Es ist der ganz besondere Moment. Das Papier in der Hand, Gedanken von Freiheit im Kopf, das Bedürfnis, die Freude laut herauszurufen. Mit diesem Gefühl stehen die 24 Hauptschulabsolventen in der Aula der Schule Osterbrook in Hamm. Es ist ihr letzter Schultag, die Zeugnisvergabe, der Start in ein neues Leben.
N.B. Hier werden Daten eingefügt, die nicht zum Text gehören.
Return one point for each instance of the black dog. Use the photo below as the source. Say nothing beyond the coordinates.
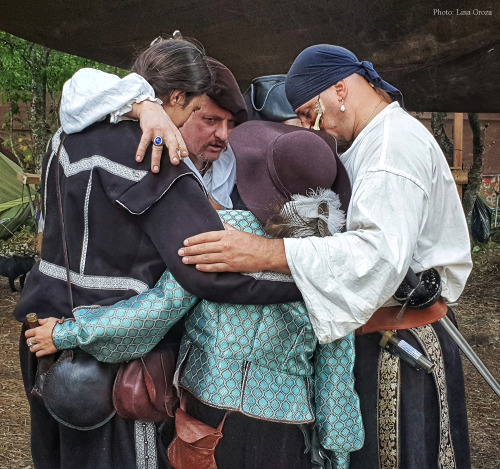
(14, 267)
"Wir haben es geschafft!" Aus 24 Kehlen ist lauter Jubel zu hören. Jetzt fällt die gesamte Nervosität von ihnen ab, die Stimmung in der Aula, besetzt mit Eltern und Freunden der Abgänger, steigt. Ganz besonderen Grund zur Freude hat Ute Flügger, die Klassenlehrerin. Denn keiner ihrer Schützlinge ist "hängengeblieben". "Ihr könnt stolz auf euch sein", sagt die 50jährige in ihrer Rede, in der sie sich für jeden Schüler ein paar Sätze überlegt hat. Einige kennt sie schon seit der fünften Klasse, hat sie durch schlechte Noten begleitet, mit ihnen gelacht, sich ihre Probleme angehört, hat gesehen, wie sie erwachsen wurden. Als sie ihnen alles Gute für die Zukunft wünscht, kann sie ihre Tränen nur mit Mühe zurückhalten. Noch eine Rede der Schulleiterin Sabine Wolle, Dankesworte und Blumen für die Lehrer. Dann klirren die Sektgläser, im Hintergrund spielt die Schulband.
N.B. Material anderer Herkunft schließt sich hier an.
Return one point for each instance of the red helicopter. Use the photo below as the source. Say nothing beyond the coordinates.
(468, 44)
Doch so schön die Feier mit Eltern und Freunden auch ist - beim richtigen Abschied möchten die Schüler und ihre Lehrerin unter sich sein. Ein Restaurant an der Alsterdorfer Straße ist der nächste Anlaufpunkt, dort haben die Schüler Tische reserviert. Es gibt Hähnchennuggets mit Pommes und zur Feier des Tages für jeden einen Cocktail. Für Ute Flügger gibt es zudem ein Geschenk: Eine Tasse mit den Namen aller Schüler. Jetzt kann sie die Tränen nicht mehr halten. "Es steht auch ein Junge drauf, den wir vor zwei Jahren bei einem Unfall verloren haben", sagt sie gerührt. "Sie haben ihn nie vergessen."

Später am Abend. Die Stimmung ist ausgelassen und die Musik laut. Ein paar wagen sich auf die Tanzfläche, Hüften in langen Abendkleidern und Anzügen kreisen.

Erst weit nach Mitternacht naht der Abschied. 24 Schüler liegen sich in den Armen, jetzt müssen auch einige von ihnen schniefen. Feierstimmung mischt sich mit Abschiedsschmerz. Die meisten von ihnen werden auf weiterführende Schulen gehen, manche berufsfördernde Maßnahmen ergreifen, andere suchen noch eine Lehrstelle und ein paar ziehen erst einmal weiter auf die nächste Party. Jahrelang waren sie zusammen, jetzt trennen sich ihre Wege. Doch ein Nachtreffen ist schon in Planung.